Quase chegando no bairro Padre Eustáquio, havia eucaliptos na terra onde moravam uns alemães, que tinham um criatório de abelhas. Eles vieram para o Brasil na época da II Guerra Mundial e eram muito amigos da minha avó. Um dia, eu e meu primo Henrique estávamos matando passarinho com bodoque nos eucaliptos dos alemães. De repente, Henrique veio correndo porque a pedra desceu e caiu em cima de uma casa de abelha. As abelhas juntaram nele e ele ficou com o rosto todo inchado, igual a um chinesinho. Nessa Casa de Abelhas, a gente costumava comprar mel. Havia uma maquininha que enchia o potinho de mel. Era só tocar a campainha que a porta abria automaticamente.
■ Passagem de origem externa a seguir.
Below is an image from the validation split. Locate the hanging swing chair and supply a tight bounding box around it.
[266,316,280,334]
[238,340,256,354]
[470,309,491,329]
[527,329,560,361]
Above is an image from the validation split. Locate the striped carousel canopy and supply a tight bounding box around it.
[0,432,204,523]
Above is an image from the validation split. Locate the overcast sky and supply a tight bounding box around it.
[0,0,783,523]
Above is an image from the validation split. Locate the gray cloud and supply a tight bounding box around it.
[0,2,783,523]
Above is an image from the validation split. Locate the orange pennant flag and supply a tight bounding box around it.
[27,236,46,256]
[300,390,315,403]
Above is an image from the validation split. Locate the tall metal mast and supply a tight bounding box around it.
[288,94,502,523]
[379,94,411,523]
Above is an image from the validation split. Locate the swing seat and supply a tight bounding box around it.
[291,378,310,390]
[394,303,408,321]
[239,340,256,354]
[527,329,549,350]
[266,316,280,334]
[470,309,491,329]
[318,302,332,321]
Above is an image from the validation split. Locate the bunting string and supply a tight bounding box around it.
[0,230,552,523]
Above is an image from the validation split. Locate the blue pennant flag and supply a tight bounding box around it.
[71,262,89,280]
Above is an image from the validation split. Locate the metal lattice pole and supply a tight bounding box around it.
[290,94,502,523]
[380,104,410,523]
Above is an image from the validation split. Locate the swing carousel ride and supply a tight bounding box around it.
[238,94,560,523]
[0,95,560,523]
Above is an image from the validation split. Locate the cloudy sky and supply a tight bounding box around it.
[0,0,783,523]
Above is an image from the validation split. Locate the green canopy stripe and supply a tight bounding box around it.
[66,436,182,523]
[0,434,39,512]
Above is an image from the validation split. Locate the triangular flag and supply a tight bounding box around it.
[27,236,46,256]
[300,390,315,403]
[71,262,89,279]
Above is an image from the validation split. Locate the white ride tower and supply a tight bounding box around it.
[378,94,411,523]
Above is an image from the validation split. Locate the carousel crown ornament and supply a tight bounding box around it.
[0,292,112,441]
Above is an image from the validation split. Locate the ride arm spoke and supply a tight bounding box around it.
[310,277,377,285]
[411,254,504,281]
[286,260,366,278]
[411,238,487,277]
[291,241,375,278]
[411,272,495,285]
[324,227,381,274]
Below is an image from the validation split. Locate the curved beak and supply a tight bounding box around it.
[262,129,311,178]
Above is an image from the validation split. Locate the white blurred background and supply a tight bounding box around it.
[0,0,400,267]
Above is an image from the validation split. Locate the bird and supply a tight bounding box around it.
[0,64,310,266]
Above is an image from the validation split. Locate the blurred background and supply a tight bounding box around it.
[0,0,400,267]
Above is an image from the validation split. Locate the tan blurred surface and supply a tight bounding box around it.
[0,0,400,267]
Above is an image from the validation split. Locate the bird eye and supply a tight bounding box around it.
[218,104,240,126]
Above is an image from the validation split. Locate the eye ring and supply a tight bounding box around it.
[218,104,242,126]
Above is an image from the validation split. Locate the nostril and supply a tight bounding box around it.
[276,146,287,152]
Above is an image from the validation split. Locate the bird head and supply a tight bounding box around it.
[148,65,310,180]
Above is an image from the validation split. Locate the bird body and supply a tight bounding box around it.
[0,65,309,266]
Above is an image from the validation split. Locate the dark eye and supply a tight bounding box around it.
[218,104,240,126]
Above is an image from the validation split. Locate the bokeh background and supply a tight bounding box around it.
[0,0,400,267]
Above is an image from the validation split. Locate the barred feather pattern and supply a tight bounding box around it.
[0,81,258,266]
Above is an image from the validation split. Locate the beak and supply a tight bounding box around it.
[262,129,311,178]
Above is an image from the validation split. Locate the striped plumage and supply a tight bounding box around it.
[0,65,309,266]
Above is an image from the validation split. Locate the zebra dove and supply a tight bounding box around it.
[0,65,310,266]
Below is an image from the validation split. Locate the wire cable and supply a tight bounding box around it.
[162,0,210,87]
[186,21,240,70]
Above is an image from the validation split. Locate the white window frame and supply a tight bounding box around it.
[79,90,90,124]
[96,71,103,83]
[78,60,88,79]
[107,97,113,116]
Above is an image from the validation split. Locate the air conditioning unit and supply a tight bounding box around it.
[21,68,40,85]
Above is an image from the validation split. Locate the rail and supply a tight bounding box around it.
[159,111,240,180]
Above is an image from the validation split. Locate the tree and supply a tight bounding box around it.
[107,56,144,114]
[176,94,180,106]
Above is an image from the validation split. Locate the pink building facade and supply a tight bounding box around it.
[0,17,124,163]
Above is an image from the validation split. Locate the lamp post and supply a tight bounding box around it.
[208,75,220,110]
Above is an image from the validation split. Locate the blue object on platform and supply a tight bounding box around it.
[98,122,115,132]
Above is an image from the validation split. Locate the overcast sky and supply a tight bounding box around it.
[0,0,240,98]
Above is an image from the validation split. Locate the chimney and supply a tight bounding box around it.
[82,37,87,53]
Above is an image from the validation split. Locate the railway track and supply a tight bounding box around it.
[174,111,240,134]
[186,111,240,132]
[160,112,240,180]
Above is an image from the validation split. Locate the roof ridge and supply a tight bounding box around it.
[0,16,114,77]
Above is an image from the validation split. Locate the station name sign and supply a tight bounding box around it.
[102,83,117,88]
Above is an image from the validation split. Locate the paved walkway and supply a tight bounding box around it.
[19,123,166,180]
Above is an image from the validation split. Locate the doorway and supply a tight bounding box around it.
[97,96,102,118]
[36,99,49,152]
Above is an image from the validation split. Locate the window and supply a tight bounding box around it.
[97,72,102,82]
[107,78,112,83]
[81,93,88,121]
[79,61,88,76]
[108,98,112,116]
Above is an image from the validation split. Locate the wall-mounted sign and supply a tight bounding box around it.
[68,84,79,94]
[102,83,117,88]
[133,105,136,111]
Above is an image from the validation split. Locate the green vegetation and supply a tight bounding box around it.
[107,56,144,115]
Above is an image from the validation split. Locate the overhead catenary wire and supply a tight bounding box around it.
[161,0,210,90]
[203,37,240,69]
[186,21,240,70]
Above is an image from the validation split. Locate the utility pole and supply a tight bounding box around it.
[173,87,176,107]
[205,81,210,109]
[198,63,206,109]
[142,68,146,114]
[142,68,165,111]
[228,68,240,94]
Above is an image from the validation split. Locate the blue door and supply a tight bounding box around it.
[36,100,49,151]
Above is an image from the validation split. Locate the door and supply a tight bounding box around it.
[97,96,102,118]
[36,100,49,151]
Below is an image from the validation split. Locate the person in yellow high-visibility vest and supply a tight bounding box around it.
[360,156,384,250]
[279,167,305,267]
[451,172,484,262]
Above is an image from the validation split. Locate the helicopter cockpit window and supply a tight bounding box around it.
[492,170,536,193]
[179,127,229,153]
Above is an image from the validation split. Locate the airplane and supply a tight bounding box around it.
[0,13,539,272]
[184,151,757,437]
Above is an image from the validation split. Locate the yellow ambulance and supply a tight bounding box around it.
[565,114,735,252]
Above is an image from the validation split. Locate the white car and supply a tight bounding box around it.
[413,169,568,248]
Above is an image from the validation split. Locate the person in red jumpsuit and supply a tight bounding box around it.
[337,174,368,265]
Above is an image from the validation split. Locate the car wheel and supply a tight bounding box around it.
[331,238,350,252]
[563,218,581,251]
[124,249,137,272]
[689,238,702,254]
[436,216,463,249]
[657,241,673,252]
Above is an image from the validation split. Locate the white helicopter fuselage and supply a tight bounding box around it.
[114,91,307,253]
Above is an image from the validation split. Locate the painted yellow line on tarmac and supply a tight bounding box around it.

Era moderno demais.
Personagens
Havia no bairro uma senhora chamada D. Geralda, que era cartomante e devota de Santo Antônio. Quando meus pais se separaram, ela fez de tudo para que eles voltassem, mas o máximo que ela conseguiu foi levar a gente para passar o final de semana com o papai. Já foi alguma coisa. Tenho muita saudade dela. Não sei se ela é viva ainda.
Trabalho
Meu primeiro emprego foi no dia 1º de abril de 1973 - "Dia da Mentira". Ninguém acreditou que eu tinha arrumado trabalho. Pensaram que era mentira. Fui trabalhar em uma companhia de seguros, onde fiquei por três anos. Havia feito um curso de auxiliar de escritório, porque eu sempre gostei dessa área administrativa e financeira. Ali, fiquei até 1976, quando passei a trabalhar numa empresa de telefonia, onde fiquei até 1980. Nesse ano, passei num concurso em um banco, ficando até 1986. Nos últimos dois anos, passei a morar em Itaíba (PE), por causa do trabalho. Minha esposa e meus filhos foram para lá, ficar comigo. Minha filha teve hepatite e teve que vir para Belo Horizonte, quase morta. Se não fosse a medicina daqui, ela teria ido embora. Com isso, percebi que não estava dando certo não só para mim, mas para minha família também. Voltei para Belo Horizonte. Depois, me separei, morei em várias cidades e agora moro com minha mãe, na capital mineira mesmo.
Saudades
Da varanda da casa da minha tia, a gente avistava uma árvore, pau-de-óleo, que havia no morro, no horizonte. Ela ficava no bairro onde hoje é o Jardim Alvorada. Era uma árvore vista de todos os cantos de Belo Horizonte, porque era muito alta. Hoje, em seu lugar, tem uma caixa d'água. Cortaram a árvore e colocaram uma caixa d'água.
Eu sinto muita falta do Jardim Montanhês. O bairro era bonito demais. Aos domingos, muitos paraquedistas saltavam e, volta e meia, um camarada acabava caindo perto da casa da minha avó, o que era muito engraçado.
Depois que me mudei do Jardim Montanhês, o bairro mudou muito. Hoje, qualquer coisa que alguém esteja precisando, encontra na Av. Pedro II. A região virou uma área de ferro-velho. Qualquer pecinha para carro, dá para encontrar naquela região.
Quando chovia no bairro, na época que eu era pequeno, descia uma enxurrada com barro. Hoje, está tudo impermeabilizado, só tem asfalto. Mas o Jardim Montanhês é minha raiz, é de onde a gente veio. Não adianta passar asfalto, cimentar, porque a gente continua preso lá.